When configuring VMware High Availability (HA) cluster, you have the possibility to check as a secondary communication channel a datastore (or several ones), during the configuration wizard. VMware Datastore Hearbeating provides an additional option for determining if host is in failed state or not.
Before vSphere 5.0 era, in vSphere 4.1, if host had a hardware problem and failed, or if host was just isolated on its management network, HA would restart the VMs that were running on that particular host. There could be just a problem on a management network, but that was it, the HA would triggered restart of VMs. The VMs would have been restarted on another host in the cluster.
When vSphere 5.0 has been introduced, with the new solution around Fault Domain Manager (FDM) – a Master and Slave architecture, then a more intelligent and advanced technique for host failure has been introduced – Datastore Heartbeat, which adds an additional way of detection for host failures. VMware Datastore Hearbeating brings more resiliency.
In case the Master cannot communicate with a slave (don't receives the heartbeat), but the heartbeat datastore answers, the server is still working. So if that's the case, the host is partitioned from the network, or isolated. The Datastore heartbeat function helps greatly to determine the difference between host which failed and host that has just been isolated from others.

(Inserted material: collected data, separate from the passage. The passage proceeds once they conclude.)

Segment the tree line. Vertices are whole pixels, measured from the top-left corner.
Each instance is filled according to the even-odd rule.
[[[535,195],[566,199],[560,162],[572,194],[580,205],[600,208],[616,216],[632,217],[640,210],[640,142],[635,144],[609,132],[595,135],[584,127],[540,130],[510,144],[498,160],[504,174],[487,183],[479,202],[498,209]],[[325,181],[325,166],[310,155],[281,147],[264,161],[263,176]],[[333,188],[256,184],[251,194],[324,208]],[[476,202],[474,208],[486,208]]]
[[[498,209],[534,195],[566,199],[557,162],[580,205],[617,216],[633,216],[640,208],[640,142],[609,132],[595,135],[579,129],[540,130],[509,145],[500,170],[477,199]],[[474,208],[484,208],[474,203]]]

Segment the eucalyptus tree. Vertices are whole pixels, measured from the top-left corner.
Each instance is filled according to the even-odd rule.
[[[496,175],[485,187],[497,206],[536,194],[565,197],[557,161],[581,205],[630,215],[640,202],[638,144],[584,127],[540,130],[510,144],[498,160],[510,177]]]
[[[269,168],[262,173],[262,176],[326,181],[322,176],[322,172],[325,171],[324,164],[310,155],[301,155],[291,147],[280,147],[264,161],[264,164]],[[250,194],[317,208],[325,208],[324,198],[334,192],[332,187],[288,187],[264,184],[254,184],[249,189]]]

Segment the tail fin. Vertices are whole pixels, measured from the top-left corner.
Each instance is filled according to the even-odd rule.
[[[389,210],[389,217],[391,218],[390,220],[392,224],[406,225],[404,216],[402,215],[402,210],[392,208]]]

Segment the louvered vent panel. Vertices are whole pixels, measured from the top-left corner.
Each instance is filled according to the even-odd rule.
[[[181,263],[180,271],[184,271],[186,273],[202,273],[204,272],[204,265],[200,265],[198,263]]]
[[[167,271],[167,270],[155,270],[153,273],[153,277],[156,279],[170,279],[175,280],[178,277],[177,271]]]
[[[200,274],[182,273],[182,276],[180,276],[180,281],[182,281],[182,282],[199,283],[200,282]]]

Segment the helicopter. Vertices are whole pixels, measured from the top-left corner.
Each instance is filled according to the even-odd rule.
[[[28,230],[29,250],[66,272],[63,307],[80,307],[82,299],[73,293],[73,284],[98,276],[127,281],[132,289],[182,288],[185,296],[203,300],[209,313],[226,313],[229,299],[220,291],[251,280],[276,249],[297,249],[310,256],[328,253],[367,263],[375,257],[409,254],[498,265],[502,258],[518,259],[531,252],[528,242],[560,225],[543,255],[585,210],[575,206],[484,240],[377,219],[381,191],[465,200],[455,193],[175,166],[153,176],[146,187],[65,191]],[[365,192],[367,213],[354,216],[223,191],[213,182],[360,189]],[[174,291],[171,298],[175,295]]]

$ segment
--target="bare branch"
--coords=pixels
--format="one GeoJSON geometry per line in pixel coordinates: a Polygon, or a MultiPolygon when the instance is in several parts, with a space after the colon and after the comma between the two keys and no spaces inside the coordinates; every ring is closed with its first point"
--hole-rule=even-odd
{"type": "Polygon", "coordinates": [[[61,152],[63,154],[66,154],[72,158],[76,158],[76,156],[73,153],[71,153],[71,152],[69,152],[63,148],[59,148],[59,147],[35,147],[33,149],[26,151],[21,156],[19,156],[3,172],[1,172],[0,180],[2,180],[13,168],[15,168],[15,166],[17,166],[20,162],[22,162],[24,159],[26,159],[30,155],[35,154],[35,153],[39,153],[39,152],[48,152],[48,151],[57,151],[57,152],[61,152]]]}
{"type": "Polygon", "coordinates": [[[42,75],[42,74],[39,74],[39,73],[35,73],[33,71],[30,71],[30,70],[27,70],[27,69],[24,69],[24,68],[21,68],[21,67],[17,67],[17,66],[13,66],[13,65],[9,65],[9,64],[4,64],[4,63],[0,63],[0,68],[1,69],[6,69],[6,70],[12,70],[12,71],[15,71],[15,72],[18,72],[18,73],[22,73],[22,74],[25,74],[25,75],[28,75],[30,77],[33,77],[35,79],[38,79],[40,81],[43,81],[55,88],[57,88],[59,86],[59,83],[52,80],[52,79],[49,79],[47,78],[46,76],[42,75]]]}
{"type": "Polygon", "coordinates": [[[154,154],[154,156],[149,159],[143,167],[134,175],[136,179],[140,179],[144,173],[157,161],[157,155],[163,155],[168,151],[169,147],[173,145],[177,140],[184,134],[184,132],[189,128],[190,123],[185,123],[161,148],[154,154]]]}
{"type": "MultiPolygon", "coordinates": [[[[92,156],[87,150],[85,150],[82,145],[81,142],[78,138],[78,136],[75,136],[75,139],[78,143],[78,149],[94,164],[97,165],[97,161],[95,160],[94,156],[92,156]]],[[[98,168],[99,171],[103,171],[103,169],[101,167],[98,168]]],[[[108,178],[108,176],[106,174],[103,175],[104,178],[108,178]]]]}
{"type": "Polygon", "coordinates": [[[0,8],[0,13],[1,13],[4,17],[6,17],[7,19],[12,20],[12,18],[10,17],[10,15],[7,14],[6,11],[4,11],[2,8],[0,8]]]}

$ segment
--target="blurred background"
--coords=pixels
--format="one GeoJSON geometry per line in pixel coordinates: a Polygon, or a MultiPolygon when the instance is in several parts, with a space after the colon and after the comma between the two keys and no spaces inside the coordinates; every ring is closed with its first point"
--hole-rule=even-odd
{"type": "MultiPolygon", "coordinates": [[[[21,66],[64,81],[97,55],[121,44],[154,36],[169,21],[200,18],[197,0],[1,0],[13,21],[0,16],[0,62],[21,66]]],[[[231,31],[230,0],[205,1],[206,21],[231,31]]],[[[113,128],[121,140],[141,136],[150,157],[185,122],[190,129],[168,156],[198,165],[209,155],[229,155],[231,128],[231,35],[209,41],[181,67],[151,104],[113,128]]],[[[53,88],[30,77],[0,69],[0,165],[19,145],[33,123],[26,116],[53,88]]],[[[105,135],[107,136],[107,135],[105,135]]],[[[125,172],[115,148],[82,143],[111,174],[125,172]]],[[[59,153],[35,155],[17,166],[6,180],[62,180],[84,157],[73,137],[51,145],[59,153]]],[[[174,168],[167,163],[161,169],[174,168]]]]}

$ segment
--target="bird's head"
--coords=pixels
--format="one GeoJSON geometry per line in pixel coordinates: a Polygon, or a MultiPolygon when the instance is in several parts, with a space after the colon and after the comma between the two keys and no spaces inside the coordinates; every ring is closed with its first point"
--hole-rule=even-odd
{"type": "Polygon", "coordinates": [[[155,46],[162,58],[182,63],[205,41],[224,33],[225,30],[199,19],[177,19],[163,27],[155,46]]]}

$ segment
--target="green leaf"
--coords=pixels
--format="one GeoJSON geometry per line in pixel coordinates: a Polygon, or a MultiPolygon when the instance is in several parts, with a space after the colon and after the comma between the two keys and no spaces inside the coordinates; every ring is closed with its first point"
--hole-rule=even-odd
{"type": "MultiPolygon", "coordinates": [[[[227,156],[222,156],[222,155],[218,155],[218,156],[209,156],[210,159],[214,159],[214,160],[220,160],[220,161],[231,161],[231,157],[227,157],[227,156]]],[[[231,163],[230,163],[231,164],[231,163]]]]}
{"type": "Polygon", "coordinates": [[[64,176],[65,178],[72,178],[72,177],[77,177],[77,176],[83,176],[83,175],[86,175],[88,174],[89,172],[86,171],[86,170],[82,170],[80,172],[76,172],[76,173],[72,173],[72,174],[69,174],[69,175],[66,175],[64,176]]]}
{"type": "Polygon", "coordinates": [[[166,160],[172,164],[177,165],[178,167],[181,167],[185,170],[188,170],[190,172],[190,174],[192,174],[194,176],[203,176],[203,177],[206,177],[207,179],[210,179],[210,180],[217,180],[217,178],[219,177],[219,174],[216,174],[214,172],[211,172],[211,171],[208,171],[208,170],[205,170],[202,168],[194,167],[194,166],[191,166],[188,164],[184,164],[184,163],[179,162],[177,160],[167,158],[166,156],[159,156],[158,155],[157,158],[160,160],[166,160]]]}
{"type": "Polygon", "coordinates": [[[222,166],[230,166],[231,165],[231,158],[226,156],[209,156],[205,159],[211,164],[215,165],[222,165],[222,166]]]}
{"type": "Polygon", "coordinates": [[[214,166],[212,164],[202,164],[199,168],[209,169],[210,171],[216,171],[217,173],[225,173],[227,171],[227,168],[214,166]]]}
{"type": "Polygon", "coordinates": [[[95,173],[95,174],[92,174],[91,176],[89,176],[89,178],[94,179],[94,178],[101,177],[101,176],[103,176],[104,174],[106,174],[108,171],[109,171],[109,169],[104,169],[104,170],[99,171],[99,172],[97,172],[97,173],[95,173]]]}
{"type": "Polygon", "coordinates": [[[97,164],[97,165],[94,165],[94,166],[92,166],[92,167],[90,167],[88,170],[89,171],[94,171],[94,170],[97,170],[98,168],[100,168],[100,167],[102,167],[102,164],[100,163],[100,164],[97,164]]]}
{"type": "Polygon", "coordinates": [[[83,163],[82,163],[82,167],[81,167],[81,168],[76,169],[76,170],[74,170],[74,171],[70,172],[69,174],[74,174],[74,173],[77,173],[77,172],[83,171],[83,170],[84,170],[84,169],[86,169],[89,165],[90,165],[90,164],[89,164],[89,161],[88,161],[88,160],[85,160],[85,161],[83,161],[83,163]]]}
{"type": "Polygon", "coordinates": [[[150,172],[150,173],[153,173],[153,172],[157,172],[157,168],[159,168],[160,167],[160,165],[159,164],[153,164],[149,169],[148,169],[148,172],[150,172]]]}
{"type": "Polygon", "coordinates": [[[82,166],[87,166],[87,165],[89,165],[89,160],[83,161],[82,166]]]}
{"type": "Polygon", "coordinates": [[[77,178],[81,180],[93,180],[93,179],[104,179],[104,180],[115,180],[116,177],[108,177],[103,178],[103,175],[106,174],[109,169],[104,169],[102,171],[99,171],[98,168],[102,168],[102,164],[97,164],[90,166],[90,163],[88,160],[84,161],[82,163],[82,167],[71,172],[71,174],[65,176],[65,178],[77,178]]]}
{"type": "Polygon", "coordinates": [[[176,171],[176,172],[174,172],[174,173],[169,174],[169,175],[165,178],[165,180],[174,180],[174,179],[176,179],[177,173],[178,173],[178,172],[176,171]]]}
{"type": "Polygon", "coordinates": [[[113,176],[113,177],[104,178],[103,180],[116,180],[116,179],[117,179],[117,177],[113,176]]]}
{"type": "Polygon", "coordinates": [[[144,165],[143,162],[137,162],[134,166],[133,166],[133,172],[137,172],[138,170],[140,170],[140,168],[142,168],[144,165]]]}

vCenter automatically selects at least two datastores from the shared datastores. It's preferable to have VMware Datastore heartbeating selected on every NAS/SAN device you have. In my example above I have two shared datastores checked, each on different storage device. vCenter gives you the option to specify alternative datastores, but the choice is only from datastores that are mounted by at least two hosts. You can always check later, on the properties of your HA cluster, and see which datastores has been selected and if you have an option to check additional datastores.
The Datastore Hearbeating enables to avoid false restarting of VMs in case only a management network has failed. The default number of heartbeat datastores is two, where the maximum valid value is five. You can override the default value by an advanced attribute: das.heartbeatdsperhost
venkat says
This is a very good article..Thanks for sharing this
venkat says
i have a question..
how can the master node datastore heart beat works.in case management network is down.could you please help on this
Horatiu says
Hy
I have a question about activation heartbeat data store in the following scenarios:
First of all I have a new data center (Data center A) with 4 server in cluster configuration (HA, DRS and 2 data store setting for heat beat) called Cluster A. All data store is shared data store FC 16 GB. Everything works fine (HA /DRS). Now I have to create a new cluster (Cluster B) under the same data center (or new) that is works fine until I need to choose what data store will be used for HA, because I can not choose any storage unit although it is seen in the configuration tab. For Cluster A I have 2 data store for heart beat (HB1 /HB2 – 10 GB) and for Cluster B have 2 data store for heart beat (HB 3 HB 4 10 GB). All of these heart beat is seen only in Cluster A (in HA Configuration) and in Cluster B (in HA Configuration there are not visible). The configuration of fiber channel zoning is default (permit all all host to SAN)
Vladan SEGET says
Yes. It’s per cluster config, so basically in your situation you can pick 1 datastrore per cluster, to be used for heartbeating.
Mike says
Hello
We have 2 clusters and 5 datastores, visible from heartbeat configuration tab. Option “Select any of the cluster datastores taking into account my prefrences” selected.
The question is – can I choose all 5 available datastores on each cluster or it is better to choose datastore 1,2 for 1 cluster and datastore 3,4 for second?
And what if two clusters will be configured to share the same datastore for heartbeat?